The roadmap regarding the ternary operator is as follows: ISO C++ will likely add the ability to overload this operator in later versions of the language, and the standard library’s SIMD types will overload it.

It is recommended that programmers use where expressions as much as possible for conditional logic when using Kokkos SIMD types, because this is consistent with the library solution currently proposed to ISO C++ without relying on non-standard functions or language features not yet available.

Reductions for performance#

One frustrating aspect of the solutions for conditional logic above is that computations are not skipped, they are simply masked out. Consider the following serial logic:

bool a;
double b = 1.0;
if (a) b = very_expensive_function(c, d, e);

When using if statements, very_expensive_function is not executed at all unless a is true. However, in SIMD mode:

Kokkos::Experimental::native_simd_mask<double> a;
Kokkos::Experimental::native_simd<double> b = 1.0;
where(a, b) = very_expensive_function(c, d, e);

Now very_expensive_function is always being executed. What if the probability of a being true is very low? We would want to skip the computation of very_expensive_function if at all possible.

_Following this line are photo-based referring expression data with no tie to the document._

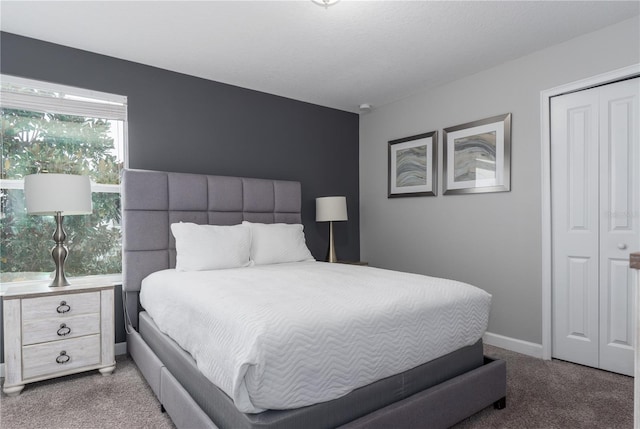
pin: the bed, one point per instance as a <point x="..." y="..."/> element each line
<point x="437" y="393"/>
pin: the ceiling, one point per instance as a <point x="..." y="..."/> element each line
<point x="351" y="53"/>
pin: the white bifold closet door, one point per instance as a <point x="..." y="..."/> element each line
<point x="595" y="198"/>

For this, we have boolean reductions across masks called all_of, none_of, and any_of:

Kokkos::Experimental::native_simd_mask<double> a;
Kokkos::Experimental::native_simd<double> b = 1.0;
if (Kokkos::Experimental::any_of(a)) {
  where(a, b) = very_expensive_function(c, d, e);
}

Now very_expensive_function will only be executed if any of the boolean values in the mask a are true. If it is common that all of the boolean values in a are false, then we will spend a lot less time in very_expensive_function.